Ava stops crying and Mrs Cook continues, gradually getting Ava to understand that wearing glasses is helpful and a good thing, not a badge of shame.

Every now and then you pick up a story that really resonates with you and Ava was me 60 years ago, right down to the red hair tied up in bunches. It’s as though illustrator Angela Perrini had been looking at my family photo albums (although we didn’t have coloured photos way back then!)  And then six years ago, it was my granddaughter who was Ava and in the intervening time, hundreds of other kids too. No one likes to be different when they are little and wearing glasses seems like a huge placard that tells others you are not 100% perfect and that somehow you are less than the other children in your class.  As a teacher of 45 years, I’ve seen it over and over although luckily there is much greater acceptance these days.  Oh, to have had a teacher as understanding and as smart as Mrs Cook.

This is a book that not only belongs in any collection for young readers but which should be actively promoted to both teachers and parents as a strategy for getting little ones to be comfortable with wearing their glasses rather than ashamed.  While Mrs Cook sticks to well-known stories and rhymes where 20/20 vision would have been helpful there would be plenty of incidents, real and imaginary, that teachers and parents could draw on to play the what-if game.  

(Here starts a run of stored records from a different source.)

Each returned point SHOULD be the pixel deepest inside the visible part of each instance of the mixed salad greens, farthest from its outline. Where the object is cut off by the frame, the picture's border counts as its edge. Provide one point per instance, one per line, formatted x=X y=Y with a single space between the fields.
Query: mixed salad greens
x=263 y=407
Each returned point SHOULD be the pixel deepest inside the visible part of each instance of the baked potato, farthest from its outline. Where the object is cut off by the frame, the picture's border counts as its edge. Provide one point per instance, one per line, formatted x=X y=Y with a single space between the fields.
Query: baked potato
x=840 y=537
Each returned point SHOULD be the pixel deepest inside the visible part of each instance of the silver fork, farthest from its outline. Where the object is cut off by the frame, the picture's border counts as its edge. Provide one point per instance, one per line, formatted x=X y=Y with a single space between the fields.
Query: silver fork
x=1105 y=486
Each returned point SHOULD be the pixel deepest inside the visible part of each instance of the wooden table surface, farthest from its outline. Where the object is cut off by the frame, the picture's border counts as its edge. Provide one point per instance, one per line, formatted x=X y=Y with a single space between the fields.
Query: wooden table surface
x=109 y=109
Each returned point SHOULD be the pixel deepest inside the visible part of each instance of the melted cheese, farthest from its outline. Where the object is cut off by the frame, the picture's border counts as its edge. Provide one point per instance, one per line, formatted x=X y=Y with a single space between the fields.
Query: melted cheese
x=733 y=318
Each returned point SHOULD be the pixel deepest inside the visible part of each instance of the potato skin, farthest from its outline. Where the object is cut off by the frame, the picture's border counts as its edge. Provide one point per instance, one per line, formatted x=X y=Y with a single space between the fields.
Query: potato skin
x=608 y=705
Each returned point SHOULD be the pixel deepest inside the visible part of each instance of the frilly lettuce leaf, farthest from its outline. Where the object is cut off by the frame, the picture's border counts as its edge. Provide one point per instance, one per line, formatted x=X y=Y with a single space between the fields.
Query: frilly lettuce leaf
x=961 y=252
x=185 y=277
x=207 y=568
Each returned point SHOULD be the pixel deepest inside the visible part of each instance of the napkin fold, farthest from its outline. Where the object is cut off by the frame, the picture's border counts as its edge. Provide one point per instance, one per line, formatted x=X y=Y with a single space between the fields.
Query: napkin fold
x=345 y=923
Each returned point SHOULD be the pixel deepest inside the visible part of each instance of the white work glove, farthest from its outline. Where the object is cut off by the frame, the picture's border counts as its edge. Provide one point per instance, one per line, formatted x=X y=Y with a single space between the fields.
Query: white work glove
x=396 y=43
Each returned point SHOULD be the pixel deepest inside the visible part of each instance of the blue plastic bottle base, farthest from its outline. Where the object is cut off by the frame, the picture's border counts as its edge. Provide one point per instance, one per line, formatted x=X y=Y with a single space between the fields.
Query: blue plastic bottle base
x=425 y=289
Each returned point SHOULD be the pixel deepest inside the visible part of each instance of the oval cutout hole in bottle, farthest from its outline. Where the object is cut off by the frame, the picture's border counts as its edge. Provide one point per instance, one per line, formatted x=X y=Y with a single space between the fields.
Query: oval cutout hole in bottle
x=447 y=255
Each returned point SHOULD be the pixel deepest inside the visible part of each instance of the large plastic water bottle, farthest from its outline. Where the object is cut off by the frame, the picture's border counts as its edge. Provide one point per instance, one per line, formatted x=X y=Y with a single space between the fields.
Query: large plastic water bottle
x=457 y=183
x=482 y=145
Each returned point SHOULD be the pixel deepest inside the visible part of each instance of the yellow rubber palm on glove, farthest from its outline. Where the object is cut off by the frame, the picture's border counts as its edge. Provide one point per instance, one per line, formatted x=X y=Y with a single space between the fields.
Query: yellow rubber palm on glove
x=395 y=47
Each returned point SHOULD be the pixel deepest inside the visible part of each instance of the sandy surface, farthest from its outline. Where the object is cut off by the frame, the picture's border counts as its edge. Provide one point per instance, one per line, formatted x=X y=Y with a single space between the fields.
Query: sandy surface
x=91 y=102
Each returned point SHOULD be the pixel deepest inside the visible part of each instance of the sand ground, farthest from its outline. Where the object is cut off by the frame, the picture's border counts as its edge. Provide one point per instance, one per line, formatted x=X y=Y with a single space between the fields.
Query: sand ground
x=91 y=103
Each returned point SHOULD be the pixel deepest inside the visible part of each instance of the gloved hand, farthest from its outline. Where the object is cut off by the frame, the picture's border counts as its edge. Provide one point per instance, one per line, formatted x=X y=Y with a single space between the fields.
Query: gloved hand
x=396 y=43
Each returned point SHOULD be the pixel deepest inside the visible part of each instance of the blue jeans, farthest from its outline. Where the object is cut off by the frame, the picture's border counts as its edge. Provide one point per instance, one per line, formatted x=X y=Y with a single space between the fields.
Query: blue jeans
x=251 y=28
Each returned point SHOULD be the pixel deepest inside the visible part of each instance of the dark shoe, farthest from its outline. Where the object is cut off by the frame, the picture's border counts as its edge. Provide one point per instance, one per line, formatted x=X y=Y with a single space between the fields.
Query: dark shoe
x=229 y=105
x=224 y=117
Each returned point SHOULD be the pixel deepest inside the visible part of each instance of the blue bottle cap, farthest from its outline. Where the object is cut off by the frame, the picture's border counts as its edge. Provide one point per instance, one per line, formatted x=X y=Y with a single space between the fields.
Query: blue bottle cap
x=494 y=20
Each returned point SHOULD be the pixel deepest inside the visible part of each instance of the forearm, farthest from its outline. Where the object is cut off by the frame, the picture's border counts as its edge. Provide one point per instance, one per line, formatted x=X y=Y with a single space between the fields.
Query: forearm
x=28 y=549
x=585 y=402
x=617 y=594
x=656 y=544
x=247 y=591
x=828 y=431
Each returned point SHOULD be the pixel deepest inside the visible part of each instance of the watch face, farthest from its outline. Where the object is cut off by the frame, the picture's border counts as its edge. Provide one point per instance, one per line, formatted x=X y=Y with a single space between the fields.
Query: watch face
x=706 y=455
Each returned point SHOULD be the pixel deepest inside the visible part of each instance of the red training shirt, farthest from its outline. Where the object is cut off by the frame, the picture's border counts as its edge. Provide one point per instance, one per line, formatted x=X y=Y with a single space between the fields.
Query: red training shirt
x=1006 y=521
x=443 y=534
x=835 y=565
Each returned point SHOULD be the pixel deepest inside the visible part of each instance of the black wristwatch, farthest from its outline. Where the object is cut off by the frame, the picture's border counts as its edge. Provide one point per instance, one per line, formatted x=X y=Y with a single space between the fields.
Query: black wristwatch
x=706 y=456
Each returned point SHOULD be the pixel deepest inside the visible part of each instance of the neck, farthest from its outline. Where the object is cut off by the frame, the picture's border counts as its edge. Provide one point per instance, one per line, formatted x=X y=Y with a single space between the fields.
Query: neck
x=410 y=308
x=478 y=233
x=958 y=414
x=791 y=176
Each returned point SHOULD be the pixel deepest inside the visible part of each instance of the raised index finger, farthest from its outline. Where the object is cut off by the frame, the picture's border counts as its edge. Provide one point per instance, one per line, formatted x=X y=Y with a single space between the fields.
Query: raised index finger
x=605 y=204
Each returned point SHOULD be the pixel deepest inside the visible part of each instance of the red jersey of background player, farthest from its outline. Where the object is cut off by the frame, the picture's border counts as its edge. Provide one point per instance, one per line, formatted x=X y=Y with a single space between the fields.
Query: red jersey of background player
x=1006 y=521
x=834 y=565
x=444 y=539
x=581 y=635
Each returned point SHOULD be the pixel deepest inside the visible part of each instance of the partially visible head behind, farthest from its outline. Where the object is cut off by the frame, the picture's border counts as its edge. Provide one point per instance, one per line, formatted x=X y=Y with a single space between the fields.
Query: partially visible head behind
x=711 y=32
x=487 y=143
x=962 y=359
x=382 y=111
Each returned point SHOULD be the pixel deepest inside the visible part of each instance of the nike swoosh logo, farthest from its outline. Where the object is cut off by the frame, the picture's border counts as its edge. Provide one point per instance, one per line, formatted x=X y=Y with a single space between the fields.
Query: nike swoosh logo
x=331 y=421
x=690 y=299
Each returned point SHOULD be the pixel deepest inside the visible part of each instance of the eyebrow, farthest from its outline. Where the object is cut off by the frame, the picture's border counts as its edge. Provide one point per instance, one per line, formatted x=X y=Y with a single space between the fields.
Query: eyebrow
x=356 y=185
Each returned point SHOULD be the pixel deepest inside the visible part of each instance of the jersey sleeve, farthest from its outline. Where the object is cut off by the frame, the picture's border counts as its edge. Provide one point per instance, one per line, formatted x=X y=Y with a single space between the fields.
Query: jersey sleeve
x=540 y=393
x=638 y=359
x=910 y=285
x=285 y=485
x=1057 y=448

So many children will see this book as a mirror and learn to love reading even more as they read about themselves, while others will see it as a window and begin to understand how self-conscious Ava and others feel and how they can be more empathetic. They might even explore other “disabilities” and the sorts of ways that science and technology can now assist in overcoming them comparing the advances to the days when no such help was available and life became a misery. 

Superb.

I’ll Love You Always

I'll Love You Always

I’ll Love You Always

 

 

 

 

 

 

 

 

 

I’ll Love You Always

Mark Sperring

Alison Brown

Bloomsbury, 2017

32pp., pbk., RRP $A13.99

9781408873335

How long will I love you?
A second is too short.
A second is no time
for a love of this sort.
A minute is no better,
for minutes fly by!
They’re gone in a moment
like a sweet butterfly.
Moving through the day, the seasons and then the years, Mother Mouse’s ode to her child and everlasting love will reassure children that they are lovable and loved and will be always.  “Love you to the moon and back” is something our little ones hear often but this story, told in rhyme and accompanied by charming pictures that just ooze warmth and love, expresses that concept in a way that little ones can understand.  The affirmation that a mother’s love is never-ending, even when our offspring challenge us, is so important and this is a wonderful way of helping them understand that, especially as there are lots of other mums depicted in the pictures. This is a universal feeling, not one confined to Mother Mouse and her baby.

Time is such a nebulous and abstract idea that children find it difficult to get their heads around it, but this delightful story helps to explain it by quantifying the measurements in order.  A second is so short we can but blink, but there are many things we can do in an hour or a morning, while nighttime brings its own unique activities and each season its features.  

A perfect lullaby-type story to draw the curtains on the day for our little people.